Fille de joie (Kiyoko Murata)

Fille-de-joie

Date de publication originale / Dans cette édition : ??? / 2017

Langue originale : Japonais

Maison d’édition : Actes Sud

Nombre de pages : 226

Quatrième de couverture :  » À quinze ans, une enfant est vendue par ses parents au tenancier d’une maison close. Nous sommes en 1903, à l’époque les familles pauvres tentent ainsi de survivre. Après deux jours de mer, Ichi intègre la communauté des courtisanes. Là, elle apprendra toutes les manières du corps, celles de la soumission comme celles qui la protègeront. Ainsi apprendra-t-elle à lire et à écrire comme l’impose la loi aux patrons de ces établissements. Et c’est grâce à l’institutrice qui chaque jour offre à ces femmes la possibilité puis la capacité de s’informer que leur sentiment d’injustice s’éveille. »

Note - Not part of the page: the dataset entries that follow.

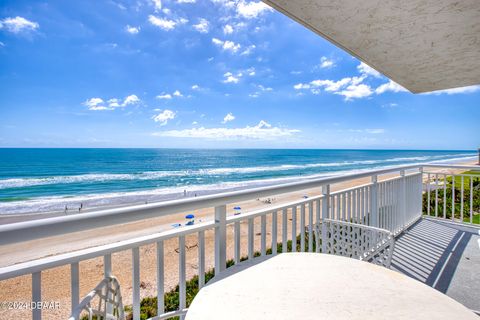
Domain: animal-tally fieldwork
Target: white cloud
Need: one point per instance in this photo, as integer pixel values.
(262, 131)
(365, 69)
(227, 29)
(18, 25)
(229, 117)
(164, 96)
(202, 26)
(132, 30)
(248, 50)
(157, 4)
(469, 89)
(97, 104)
(227, 45)
(350, 88)
(325, 63)
(164, 116)
(131, 99)
(300, 86)
(390, 86)
(165, 24)
(355, 91)
(250, 10)
(230, 78)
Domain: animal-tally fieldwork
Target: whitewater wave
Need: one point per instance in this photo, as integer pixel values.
(155, 175)
(58, 203)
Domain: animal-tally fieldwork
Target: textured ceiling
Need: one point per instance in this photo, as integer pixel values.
(423, 45)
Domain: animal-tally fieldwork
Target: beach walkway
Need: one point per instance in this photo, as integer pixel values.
(443, 255)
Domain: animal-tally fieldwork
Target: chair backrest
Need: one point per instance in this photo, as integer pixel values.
(104, 302)
(356, 241)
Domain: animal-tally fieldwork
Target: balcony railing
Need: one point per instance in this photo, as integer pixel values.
(391, 200)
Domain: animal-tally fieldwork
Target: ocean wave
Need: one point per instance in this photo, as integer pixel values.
(155, 175)
(58, 203)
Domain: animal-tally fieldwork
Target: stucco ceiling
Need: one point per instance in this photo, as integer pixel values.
(423, 45)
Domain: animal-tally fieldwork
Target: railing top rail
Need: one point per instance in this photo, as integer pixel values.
(31, 230)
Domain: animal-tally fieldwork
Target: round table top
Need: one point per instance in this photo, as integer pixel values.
(319, 286)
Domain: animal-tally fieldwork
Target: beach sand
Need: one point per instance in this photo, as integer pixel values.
(56, 281)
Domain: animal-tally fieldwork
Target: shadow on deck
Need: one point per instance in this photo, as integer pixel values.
(443, 255)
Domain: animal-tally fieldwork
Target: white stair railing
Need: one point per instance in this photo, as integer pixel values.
(356, 241)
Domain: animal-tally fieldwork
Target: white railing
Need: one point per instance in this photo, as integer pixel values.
(392, 204)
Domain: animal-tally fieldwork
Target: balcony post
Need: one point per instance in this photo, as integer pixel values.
(220, 238)
(374, 202)
(403, 199)
(325, 213)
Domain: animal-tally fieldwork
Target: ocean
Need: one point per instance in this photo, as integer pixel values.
(47, 180)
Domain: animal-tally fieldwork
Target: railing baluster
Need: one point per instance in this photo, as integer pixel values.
(160, 278)
(453, 197)
(444, 196)
(436, 195)
(37, 294)
(250, 239)
(274, 232)
(201, 259)
(107, 272)
(374, 202)
(428, 194)
(74, 284)
(284, 231)
(136, 283)
(294, 229)
(236, 227)
(302, 227)
(263, 244)
(310, 226)
(182, 281)
(461, 199)
(471, 199)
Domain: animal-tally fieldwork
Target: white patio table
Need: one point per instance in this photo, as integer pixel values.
(319, 286)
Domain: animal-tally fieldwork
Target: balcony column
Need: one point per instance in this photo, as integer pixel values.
(403, 199)
(220, 238)
(325, 214)
(374, 202)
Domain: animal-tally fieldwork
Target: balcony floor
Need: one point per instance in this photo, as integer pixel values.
(443, 255)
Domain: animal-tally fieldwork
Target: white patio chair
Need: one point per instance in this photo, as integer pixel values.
(104, 302)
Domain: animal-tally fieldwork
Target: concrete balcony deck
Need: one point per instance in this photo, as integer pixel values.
(443, 255)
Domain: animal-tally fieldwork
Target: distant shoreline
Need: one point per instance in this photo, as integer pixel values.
(74, 204)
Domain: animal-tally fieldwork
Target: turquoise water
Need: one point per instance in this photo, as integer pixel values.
(38, 180)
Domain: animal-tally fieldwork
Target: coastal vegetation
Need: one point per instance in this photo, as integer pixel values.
(148, 305)
(450, 196)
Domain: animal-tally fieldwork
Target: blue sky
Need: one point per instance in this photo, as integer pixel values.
(210, 73)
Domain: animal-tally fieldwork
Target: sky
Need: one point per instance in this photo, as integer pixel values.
(204, 74)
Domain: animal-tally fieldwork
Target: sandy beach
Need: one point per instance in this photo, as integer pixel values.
(56, 282)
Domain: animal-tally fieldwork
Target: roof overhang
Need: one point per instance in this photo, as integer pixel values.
(423, 45)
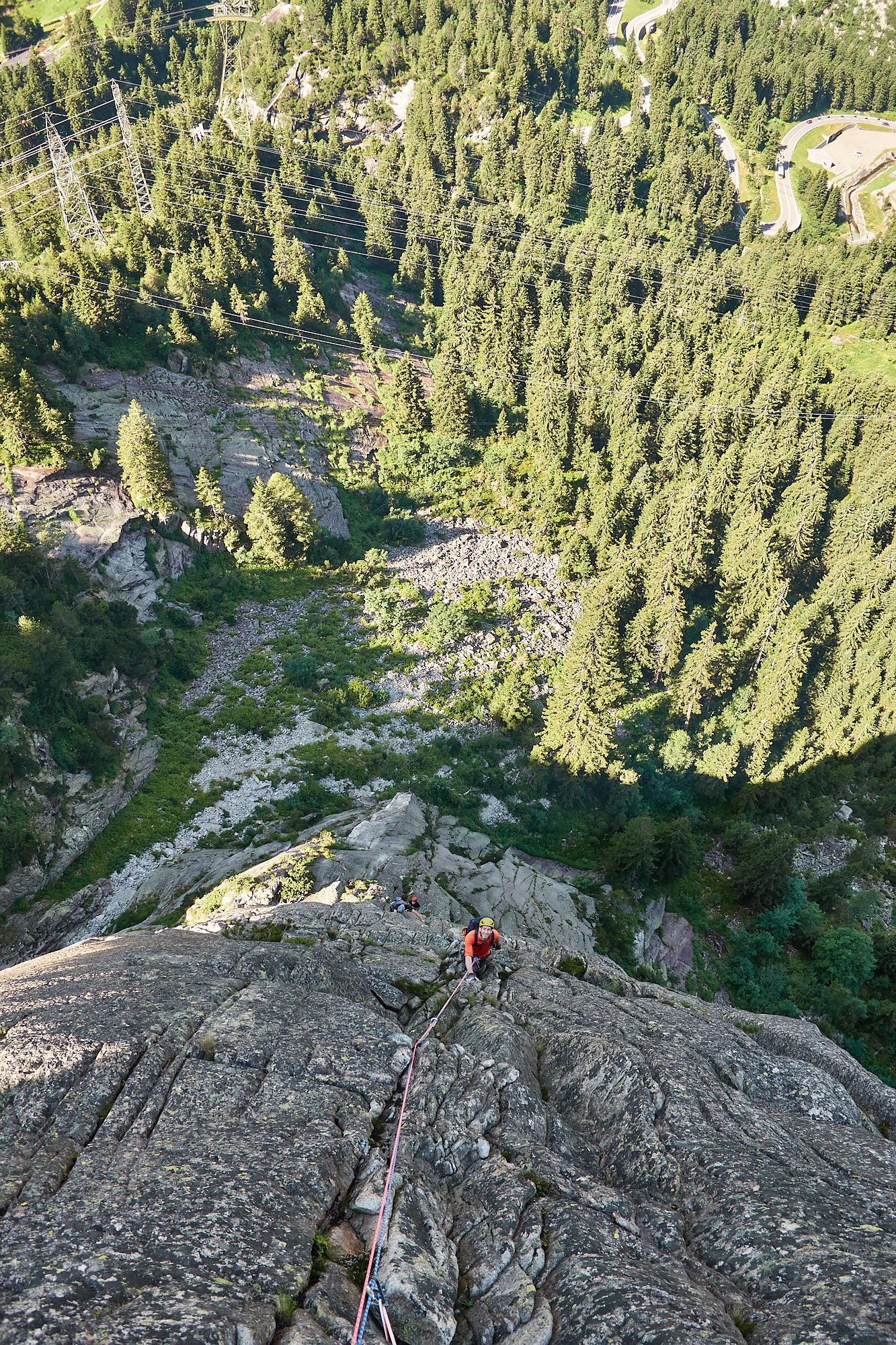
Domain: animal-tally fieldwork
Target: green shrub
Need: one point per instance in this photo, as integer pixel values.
(512, 703)
(299, 883)
(845, 957)
(447, 623)
(302, 670)
(401, 532)
(763, 874)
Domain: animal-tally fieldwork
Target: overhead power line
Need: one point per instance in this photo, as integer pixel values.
(131, 151)
(77, 212)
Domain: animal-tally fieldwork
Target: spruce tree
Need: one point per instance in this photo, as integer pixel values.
(145, 467)
(365, 323)
(581, 715)
(213, 510)
(407, 397)
(451, 401)
(279, 523)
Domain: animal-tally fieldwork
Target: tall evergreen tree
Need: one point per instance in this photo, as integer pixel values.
(145, 466)
(407, 397)
(280, 523)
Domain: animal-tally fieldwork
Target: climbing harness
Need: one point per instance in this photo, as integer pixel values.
(372, 1292)
(377, 1295)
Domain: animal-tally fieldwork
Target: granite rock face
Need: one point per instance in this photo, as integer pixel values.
(72, 809)
(404, 847)
(591, 1160)
(232, 422)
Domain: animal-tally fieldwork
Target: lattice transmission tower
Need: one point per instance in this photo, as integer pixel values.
(131, 151)
(233, 17)
(77, 212)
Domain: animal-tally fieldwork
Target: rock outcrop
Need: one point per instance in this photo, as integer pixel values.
(197, 1128)
(69, 809)
(401, 848)
(232, 423)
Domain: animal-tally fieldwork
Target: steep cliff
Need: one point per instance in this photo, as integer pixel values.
(197, 1124)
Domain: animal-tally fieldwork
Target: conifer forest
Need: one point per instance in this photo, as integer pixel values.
(591, 328)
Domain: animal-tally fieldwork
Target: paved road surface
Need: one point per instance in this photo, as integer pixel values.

Il m’aura fallu une dizaine d’années avant de lire une nouvelle œuvre japonaise que j’apprécie, la dernière étant Kafka sur le rivage. C’est une littérature avec laquelle j’ai vraiment du mal, en raison d’une écriture que je trouve souvent froide, distanciée ; mais, de temps en temps, je fais des tentatives, quand les thèmes présentés sur les quatrièmes de couverture me plaisent.

Et justement, mon envie de lire Fille de joie s’explique ainsi : j’ai toujours été très attirée par la description que font les auteurs du milieu des courtisanes et des prostituées, et ce depuis ma lecture de Nana il y a bien longtemps, quand j’étais ado. L’avantage de ce roman japonais, c’est que le regard porté sur ce milieu marginal, à la fois fascinant et repoussant pour beaucoup, n’est pas celui d’un auteur, mais d’une auteure (oui, je conchie l’Académie Française ^^), qui plus est d’une auteure japonaise qui décrit les mœurs de son pays, desquelles je ne suis pas du tout familière. Et qui dit auteure dit fin totalement inattendue pour cette thématique, mettant en scène de manière très optimiste une émancipation possible de ces femmes vendues de force aux bordels japonais, notamment grâce à l’éducation – où l’on voit que c’est par un regard justement féminin que nous est décrit ce milieu… -.

J’ai donc appris, dans ce roman, beaucoup de choses intéressantes, puisque Kiyoko Murata prend le temps de donner des précisions historiques qui permettent d’être au plus près de la situation des jeunes filles ou femmes se prostituant au début du XXème siècle au Japon, de la grande courtisane que tout le monde respecte, qui est très demandée et qui rapporte énormément d’argent à la maison close, lui donnant même son nom, à la petite prostituée qui enchaîne les passes dans la même soirée sans pouvoir choisir ses clients. Ces précisions s’accompagnent d’une trame narrative, bien que classique, fluide et très agréable à lire, qui m’a permis de m’attacher aux personnages principaux de celle-ci, surtout à Ichi, adolescente venant d’une île de pêcheurs du Sud qui va, tant bien que mal, apprendre à devenir courtisane sous nos yeux.

J’ai donc, une fois n’est pas coutume, passé un très bon moment avec ce roman japonais, qui m’a facilement entraînée dans l’ère Meiji, à la suite de ces filles de joie, à la fois respectées et considérées par une loi comme du bétail.